Initial testing (epoch 3)

by deleted - opened

Forgot to add them. People gonna be sad.

Yeah, great job me. Adding those now.


Also, those line endings (\r) also had a (") before them and those are definitely causing problems with model outputs (Most gens end with "). I just didn't even notice them. Sorry about that, I thought it was just the \r. I've cleaned up the dataset and I'll be pushing it.

Doing some minor testing right now. A card definitely told me how to rob a bank, so ShareGPT is definitely part of the problem on the other model.

Sure! First you take a wheelbarrow and fill it up with money, then you drive to the nearest bank, and then you turn left at the door, and then you go inside and give the teller a note saying "this is a stickup!" And then he gives you all the money.

The robbery plan going to work, reeducator. I'll be rich by midnight. I've just got to find a wheelbarrow and a bunch of money.

Nice work! Tried the robbery thing myself too. The model was even kind enough to also guide me through the police standoff while surrounded in my hideout.

The \r thing is alright, we'll fix it for the next round. At least it double checks that the model is following the training, even if I'm not too happy about the losses yet.


What are you gonna do with your share of the money? I'm going to retire to Boca Raton. Maybe buy a poodle.

Actual RP outputs a really nice so far. Like, really nice. When I was doing more RP-based testing, it didn't have the quotation mark problem so I don't think it'll be a big problem in practice. Still fixed it up anyway.

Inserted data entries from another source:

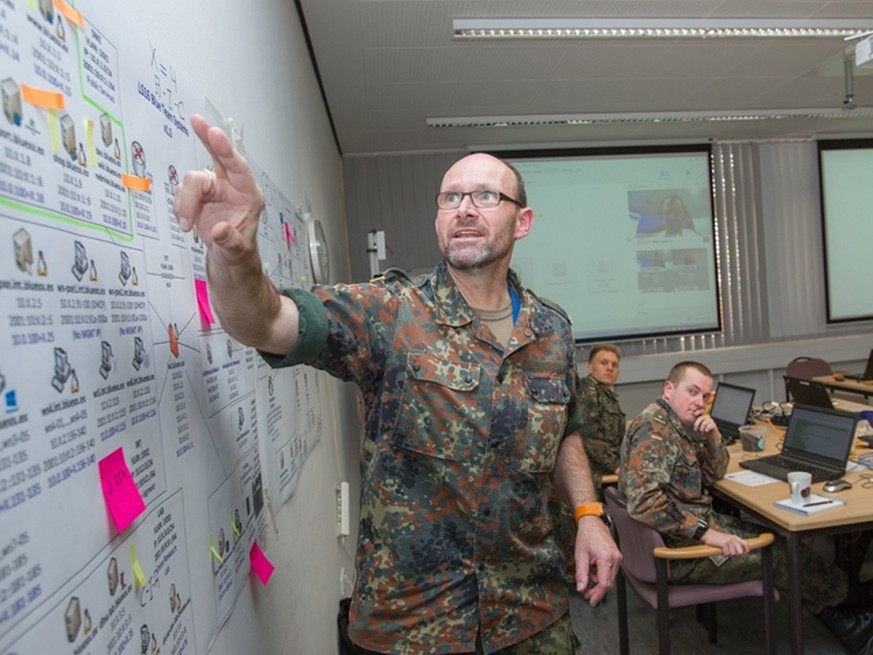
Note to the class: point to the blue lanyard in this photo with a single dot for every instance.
(516, 305)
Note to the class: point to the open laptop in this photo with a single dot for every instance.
(807, 392)
(731, 408)
(866, 374)
(817, 441)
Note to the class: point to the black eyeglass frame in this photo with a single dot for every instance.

Surely have to start checking out some nice venues to live/retire at. Perhaps fund and get some experimental vehicles and other cool stuff.

But yeah it's surprisingly okay already. Took only an hour to train too. Might be a good test base for 30b too, vicuna takes much longer to produce.

I notice in some cases there are missing missing spaces after periods or other punctuation. I assume it's where the carriage returns were.
"Excuse me, do you know what time it is?"The
see them clearly.Approaching

Instead of nicely formatted paragraphs, it just has no line breaks at all.
Instead of removing them entirely I might suggest using \n instead.

The problem is that every single entry had a faulty line ending from the CSV conversion that I missed when I did the conversion. All conversations, as far as the trainer is concerned, end with \"\r. There are already valid \n characters in the conversations and they're all left in as they should be.

@Squish42 the dataset has many that sort of typos and things. Often space is missing after a dot. But we were mostly talking about a trailing \r which is a bit out of place.

From early testing without any sort of massaging the context to try to get longer gens, it seems like the model is very, very creative, but also seems to need regens to get satisfactory results. I expect that some minor extra "simple-proxy" style/Author's Note context will help it really shine. Likely the longer epoch for the next run will help as well.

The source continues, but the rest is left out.